Garantir la cybersécurité des organisations devient de plus en plus complexe et pèse sur les budgets qui, eux, ne suivent pas la courbe ascendante des risques. Et ces budgets consacrés à la cybersécurité ne sont pas forcément associer à des résultats comme l’a montré l’étude Vanson Bourne citée précédemment. Autre paramètre : les compétences sont rares, en tout cas hautement recherchées et selon une grille de salaires qui n’est pas forcément à la portée de toutes les entreprises.

Le recours à l’externalisation est donc une voie suivie par de nombreuses organisations.  Selon PAC, elles sont 79% à avoir entériné des contrats de services managés pour la sécurité de leur SI, avec des consultants externes sur site ou des solutions globales dans 34 % des cas. L’outsourcing est aussi appliqué à des problématiques spécifiques par 40 % des organisations.

Au rang des ‘’oui, mais…’’ : selon PAC, le recours ponctuel à des ressources externes est une approche rationnelle qui concilie budget et besoin en compétence. En revanche, si la DSI ne reste pas vigilante, cette solution ne répond pas à la nécessité d’une vision holistique et à long terme de la sécurité, incluant l’interne, l’ouverture du SI aux partenaires et fournisseurs de l’entreprise et le cycle de vie des données.

Un autre ‘’mais’’ de l’équation réside dans l’aspect contractuel et la transparence qui lient l’entreprise et son partenaire externe sécurité. Et pas uniquement. Il revient bien sûr à la DSI de garder une parfaite visibilité sur l’activité de ses prestataires. Mais en amont, la DSI doit d’abord travailler avec les métiers pour déterminer les zones les plus critiques des données, là où résident la valeur et l’activité business pour définir les règles des engagements de services, internes et outsourcés.

Quid des SOC, les Security Operations Centers ?

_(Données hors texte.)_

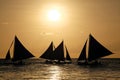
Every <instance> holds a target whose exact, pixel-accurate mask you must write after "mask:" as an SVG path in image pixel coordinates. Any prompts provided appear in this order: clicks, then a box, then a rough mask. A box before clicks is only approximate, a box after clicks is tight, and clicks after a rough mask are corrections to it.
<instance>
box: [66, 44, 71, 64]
mask: <svg viewBox="0 0 120 80" xmlns="http://www.w3.org/2000/svg"><path fill="white" fill-rule="evenodd" d="M65 49H66V59H65V63H72V59H71V57H70V55H69V52H68V50H67V47H66V46H65Z"/></svg>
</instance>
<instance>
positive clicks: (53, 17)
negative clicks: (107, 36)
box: [48, 9, 60, 21]
mask: <svg viewBox="0 0 120 80" xmlns="http://www.w3.org/2000/svg"><path fill="white" fill-rule="evenodd" d="M48 19H49V20H50V21H58V20H60V12H59V11H58V10H55V9H52V10H49V11H48Z"/></svg>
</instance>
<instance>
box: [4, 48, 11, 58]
mask: <svg viewBox="0 0 120 80" xmlns="http://www.w3.org/2000/svg"><path fill="white" fill-rule="evenodd" d="M5 59H6V60H10V59H11V57H10V50H8V52H7V55H6V57H5Z"/></svg>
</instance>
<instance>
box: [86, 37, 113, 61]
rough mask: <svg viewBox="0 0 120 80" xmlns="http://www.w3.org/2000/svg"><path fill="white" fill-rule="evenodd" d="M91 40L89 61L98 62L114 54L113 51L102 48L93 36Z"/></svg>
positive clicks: (90, 43) (89, 51)
mask: <svg viewBox="0 0 120 80" xmlns="http://www.w3.org/2000/svg"><path fill="white" fill-rule="evenodd" d="M89 38H90V39H89V52H88V60H89V61H92V60H96V59H98V58H101V57H104V56H107V55H110V54H112V52H111V51H109V50H108V49H106V48H105V47H104V46H102V45H101V44H100V43H99V42H98V41H97V40H96V39H95V38H94V37H93V36H92V35H90V36H89Z"/></svg>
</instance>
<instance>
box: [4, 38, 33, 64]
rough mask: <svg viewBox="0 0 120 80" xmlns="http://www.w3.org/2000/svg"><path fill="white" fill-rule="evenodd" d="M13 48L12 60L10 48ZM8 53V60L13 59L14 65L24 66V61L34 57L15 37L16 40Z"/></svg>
mask: <svg viewBox="0 0 120 80" xmlns="http://www.w3.org/2000/svg"><path fill="white" fill-rule="evenodd" d="M12 45H14V46H13V48H14V50H13V57H12V58H10V48H11V46H12ZM11 46H10V48H9V50H8V53H7V55H6V59H11V60H12V63H13V64H22V60H24V59H28V58H31V57H34V56H33V55H32V54H31V53H30V52H29V51H28V50H27V49H26V48H25V47H24V46H23V45H22V43H21V42H20V41H19V40H18V38H17V36H15V39H14V40H13V42H12V44H11Z"/></svg>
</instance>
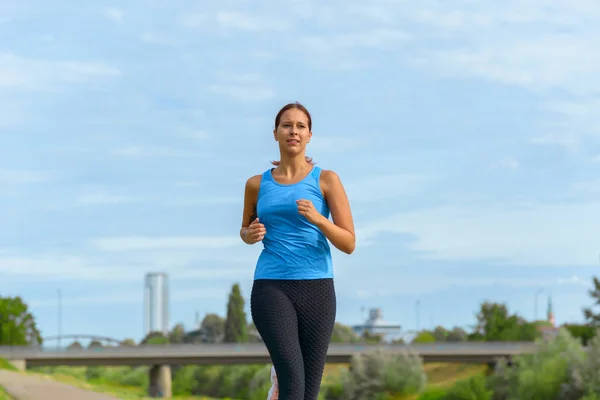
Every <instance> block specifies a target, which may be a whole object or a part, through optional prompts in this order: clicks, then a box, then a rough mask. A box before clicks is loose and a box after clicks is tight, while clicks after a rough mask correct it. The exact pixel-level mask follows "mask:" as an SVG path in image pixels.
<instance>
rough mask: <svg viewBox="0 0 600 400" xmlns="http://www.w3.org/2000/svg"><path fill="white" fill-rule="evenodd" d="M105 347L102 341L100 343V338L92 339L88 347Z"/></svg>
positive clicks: (91, 348)
mask: <svg viewBox="0 0 600 400" xmlns="http://www.w3.org/2000/svg"><path fill="white" fill-rule="evenodd" d="M103 347H104V346H102V343H100V342H99V341H98V340H92V341H91V342H90V344H89V345H88V349H101V348H103Z"/></svg>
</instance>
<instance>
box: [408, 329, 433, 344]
mask: <svg viewBox="0 0 600 400" xmlns="http://www.w3.org/2000/svg"><path fill="white" fill-rule="evenodd" d="M412 342H413V343H434V342H435V336H433V334H432V333H431V332H429V331H422V332H419V334H418V335H417V336H415V338H414V339H413V341H412Z"/></svg>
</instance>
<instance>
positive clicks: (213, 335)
mask: <svg viewBox="0 0 600 400" xmlns="http://www.w3.org/2000/svg"><path fill="white" fill-rule="evenodd" d="M200 329H202V330H203V331H204V334H205V335H206V339H207V341H208V342H210V343H217V342H219V341H221V340H222V338H223V335H224V334H225V319H224V318H223V317H221V316H220V315H218V314H206V316H205V317H204V319H203V320H202V323H201V324H200Z"/></svg>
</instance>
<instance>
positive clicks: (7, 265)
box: [0, 252, 140, 282]
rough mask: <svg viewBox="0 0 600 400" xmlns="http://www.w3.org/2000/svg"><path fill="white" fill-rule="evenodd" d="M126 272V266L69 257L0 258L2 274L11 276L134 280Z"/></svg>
mask: <svg viewBox="0 0 600 400" xmlns="http://www.w3.org/2000/svg"><path fill="white" fill-rule="evenodd" d="M127 270H128V269H127V268H126V267H124V266H114V265H112V266H106V265H100V264H95V263H91V262H90V261H89V260H87V259H85V258H82V257H78V256H70V255H57V254H41V255H34V256H26V257H25V256H14V255H10V254H9V252H4V254H2V255H0V274H4V275H12V276H24V277H29V278H43V279H61V280H92V281H108V282H111V281H127V280H135V277H134V276H133V275H132V271H131V270H129V272H127ZM137 279H140V278H139V277H138V278H137ZM4 280H6V278H4Z"/></svg>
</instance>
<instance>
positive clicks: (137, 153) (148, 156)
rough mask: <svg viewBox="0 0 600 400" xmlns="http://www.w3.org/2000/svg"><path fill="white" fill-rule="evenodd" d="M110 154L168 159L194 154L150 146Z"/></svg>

La forte augmentation des cyberattaques a fait naître un engouement pour le déploiement de SOC. Le Security Operations Center supervise la sécurité du SI, comme l’explique SIA Partners. En tant que centre opérationnel, il est chargé de détecter, analyser les menaces internes et externes, réduire les risques et trouver des réponses face aux intrusions du SI. Les SOC doivent être opérationnels 24h sur 24. Constitués d’experts en cybersécurité, les SOC ont pour périmètre d’intervention  la sécurité IT globale d’une organisation (solutions de sécurité, infrastructure, réseau, équipements et usages utilisateurs, processus, alerte  et réponse incidents).

Les SOC peuvent être internes aux entreprises, en tant que division de la DSI, parfois rattachés au RSSI. Elles restent des initiatives difficiles et coûteuses à mettre en œuvre, à maintenir. Les SOC sont aussi proposés à titre de service par une société tierce. C’est par exemple le cas des services SOC dédiés aux écosystèmes IoT du CERT-UBIK européen de Digital Security, filiale d’Econocom.

Les CERT (Computer Emergency Response Team), terme déposé aux USA ou son équivalent les CSIRT (Computer Security Incident Response Team)  ont une vocation plus large que les SOC avec des missions de veille, de prévention, de formation, d’élaboration de recommandations et de partage d’informations avec un écosystème.